Three ICC judges sued the Trump administration in New York in June - the first time sitting ICC judges have sued the United States. That case is now pending as this second, wider campaign begins.

4. Ukraine: the deadliest month since 2022

The Russia-Ukraine war produced a densely packed week even by its own standards. Ukraine and nine European allies - France, Germany, the UK and others - launched Freyja, a joint anti-ballistic missile defence programme, in Paris. Ukrainian President Volodymyr Zelenskyy said a mass-produced, low-cost system could be developed within twelve months. Emmanuel Macron confirmed Ukraine has ordered 16 Rafale fighter jets and secured a licence to manufacture French missiles domestically, including the SCALP cruise missile. Kyiv is now pressing hard for a similar arrangement on Patriot interceptors, on which Trump gave political approval at Ankara.

Ukraine's economic-warfare campaign against Russia is producing measurable effects. Moscow banned diesel exports after systematic Ukrainian drone strikes on refineries triggered domestic shortages and hours-long fuel queues. Ukrainian forces reported hitting 10 Russian tankers and four ferries in the Sea of Azov in eight days - along with the Syzran oil refinery in Samara Oblast and a fuel train near occupied Tokmak. The maritime consultancy Ambrey called it the highest number of merchant ships targeted in a 48-hour window since the war began.

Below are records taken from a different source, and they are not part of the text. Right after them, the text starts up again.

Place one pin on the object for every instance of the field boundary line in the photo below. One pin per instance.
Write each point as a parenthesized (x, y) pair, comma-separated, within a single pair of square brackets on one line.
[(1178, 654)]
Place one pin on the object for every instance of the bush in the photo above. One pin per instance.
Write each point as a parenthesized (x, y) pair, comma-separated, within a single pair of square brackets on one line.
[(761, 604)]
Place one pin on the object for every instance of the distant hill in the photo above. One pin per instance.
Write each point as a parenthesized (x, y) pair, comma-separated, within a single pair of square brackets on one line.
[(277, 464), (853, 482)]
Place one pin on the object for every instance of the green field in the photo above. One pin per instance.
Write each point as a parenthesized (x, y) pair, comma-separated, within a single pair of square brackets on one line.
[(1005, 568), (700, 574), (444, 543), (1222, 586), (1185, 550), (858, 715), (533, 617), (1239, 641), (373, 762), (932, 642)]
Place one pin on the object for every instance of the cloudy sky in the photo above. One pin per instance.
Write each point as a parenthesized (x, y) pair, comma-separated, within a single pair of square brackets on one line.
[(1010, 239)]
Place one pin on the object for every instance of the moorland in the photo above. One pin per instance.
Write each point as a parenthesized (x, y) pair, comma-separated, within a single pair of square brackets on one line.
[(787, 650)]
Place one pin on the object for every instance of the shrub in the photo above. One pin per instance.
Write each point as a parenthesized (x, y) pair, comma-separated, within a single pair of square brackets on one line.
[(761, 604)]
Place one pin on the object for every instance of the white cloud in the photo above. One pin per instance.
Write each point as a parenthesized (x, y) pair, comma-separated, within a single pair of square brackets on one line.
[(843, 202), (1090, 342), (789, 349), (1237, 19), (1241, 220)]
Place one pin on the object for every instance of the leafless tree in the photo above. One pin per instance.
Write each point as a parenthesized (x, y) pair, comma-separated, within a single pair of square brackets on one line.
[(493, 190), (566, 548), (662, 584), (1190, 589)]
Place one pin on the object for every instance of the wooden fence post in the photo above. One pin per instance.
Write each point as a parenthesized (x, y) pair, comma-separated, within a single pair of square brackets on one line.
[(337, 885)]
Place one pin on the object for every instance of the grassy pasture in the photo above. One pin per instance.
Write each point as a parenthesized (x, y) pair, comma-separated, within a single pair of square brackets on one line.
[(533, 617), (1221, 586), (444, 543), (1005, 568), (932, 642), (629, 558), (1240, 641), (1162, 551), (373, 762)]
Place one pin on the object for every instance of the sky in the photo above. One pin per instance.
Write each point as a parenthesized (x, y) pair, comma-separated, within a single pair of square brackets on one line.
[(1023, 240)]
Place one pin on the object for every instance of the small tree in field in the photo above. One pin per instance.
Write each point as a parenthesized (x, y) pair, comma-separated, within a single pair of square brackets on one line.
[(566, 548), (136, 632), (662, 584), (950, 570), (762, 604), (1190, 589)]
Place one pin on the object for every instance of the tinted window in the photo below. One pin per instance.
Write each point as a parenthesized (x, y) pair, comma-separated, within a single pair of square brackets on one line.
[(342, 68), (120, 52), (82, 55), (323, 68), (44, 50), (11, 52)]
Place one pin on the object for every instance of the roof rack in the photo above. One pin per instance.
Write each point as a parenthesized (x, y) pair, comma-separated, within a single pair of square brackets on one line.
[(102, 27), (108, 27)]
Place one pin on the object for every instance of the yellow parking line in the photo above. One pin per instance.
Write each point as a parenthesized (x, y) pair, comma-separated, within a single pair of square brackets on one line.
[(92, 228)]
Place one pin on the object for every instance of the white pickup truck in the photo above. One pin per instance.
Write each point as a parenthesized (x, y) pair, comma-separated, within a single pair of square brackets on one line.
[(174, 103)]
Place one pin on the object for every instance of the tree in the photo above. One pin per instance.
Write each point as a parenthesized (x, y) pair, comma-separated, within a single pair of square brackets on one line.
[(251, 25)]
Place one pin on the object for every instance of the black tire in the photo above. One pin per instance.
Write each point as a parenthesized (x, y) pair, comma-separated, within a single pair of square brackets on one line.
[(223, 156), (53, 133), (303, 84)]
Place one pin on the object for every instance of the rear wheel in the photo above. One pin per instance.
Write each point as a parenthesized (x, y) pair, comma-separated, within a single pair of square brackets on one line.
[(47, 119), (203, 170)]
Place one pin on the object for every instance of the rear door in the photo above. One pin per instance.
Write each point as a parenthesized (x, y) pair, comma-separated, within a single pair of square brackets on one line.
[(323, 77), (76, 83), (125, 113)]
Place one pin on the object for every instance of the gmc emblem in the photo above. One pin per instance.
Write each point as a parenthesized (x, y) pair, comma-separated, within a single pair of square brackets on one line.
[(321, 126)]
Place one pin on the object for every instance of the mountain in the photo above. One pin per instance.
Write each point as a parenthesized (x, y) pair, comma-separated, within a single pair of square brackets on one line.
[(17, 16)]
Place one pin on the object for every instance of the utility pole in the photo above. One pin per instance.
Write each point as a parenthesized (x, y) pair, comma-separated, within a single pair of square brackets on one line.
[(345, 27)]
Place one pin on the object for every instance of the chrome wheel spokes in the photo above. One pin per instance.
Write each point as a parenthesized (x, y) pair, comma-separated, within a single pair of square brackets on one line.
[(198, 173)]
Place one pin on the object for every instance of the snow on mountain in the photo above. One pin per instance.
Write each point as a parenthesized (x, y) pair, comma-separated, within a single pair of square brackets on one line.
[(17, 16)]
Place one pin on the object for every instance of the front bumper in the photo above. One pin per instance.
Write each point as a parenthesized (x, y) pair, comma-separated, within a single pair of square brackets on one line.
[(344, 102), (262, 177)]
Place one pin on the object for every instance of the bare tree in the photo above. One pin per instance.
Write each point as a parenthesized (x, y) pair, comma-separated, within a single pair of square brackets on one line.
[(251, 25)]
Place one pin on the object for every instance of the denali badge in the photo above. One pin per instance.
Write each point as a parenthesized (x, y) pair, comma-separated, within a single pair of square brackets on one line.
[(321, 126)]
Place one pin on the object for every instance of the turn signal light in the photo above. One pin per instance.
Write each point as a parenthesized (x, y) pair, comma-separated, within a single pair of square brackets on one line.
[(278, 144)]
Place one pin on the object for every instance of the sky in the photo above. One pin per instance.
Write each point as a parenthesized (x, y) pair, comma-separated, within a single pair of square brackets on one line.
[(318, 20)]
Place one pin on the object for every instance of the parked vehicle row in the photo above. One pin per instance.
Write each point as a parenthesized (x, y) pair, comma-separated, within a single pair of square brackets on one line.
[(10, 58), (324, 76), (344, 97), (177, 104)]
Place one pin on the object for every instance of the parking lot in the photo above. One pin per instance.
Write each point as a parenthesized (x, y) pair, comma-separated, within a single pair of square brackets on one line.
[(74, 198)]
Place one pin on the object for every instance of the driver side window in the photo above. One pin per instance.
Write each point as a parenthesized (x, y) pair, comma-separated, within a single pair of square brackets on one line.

Politically, Prime Minister Yulia Svyrydenko stepped down in a reshuffle, tipped to become ambassador to Washington. Zelenskyy said Ukraine was "changing its political strategy" and flagged changes at the top of the law enforcement agencies - a reshuffle whose full significance will only become clear over time.

A quieter but consequential story: Ukraine's General Staff informed the Greek government that it will continue attacking Russian vessels on the high seas under its Article 51 right of self-defence in the UN Charter, after a Ukrainian sea drone carrying 100kg of explosives was found near the island of Lefkada. Athens lodged three diplomatic protests. The Mediterranean, in other words, is now on the maritime-war map.

The UN angle. July 14 brought the grimmest UN report of the year on Ukraine. The Human Rights Monitoring Mission (HRMMU) recorded 293 Ukrainian civilians killed and 1,990 injured in June - the deadliest month for civilians since April 2022. Danielle Bell, who heads HRMMU, described "an alarming escalatory trend with mounting civilian toll, driven by the intensifying use of powerful weapons that are particularly deadly when used in densely populated urban areas."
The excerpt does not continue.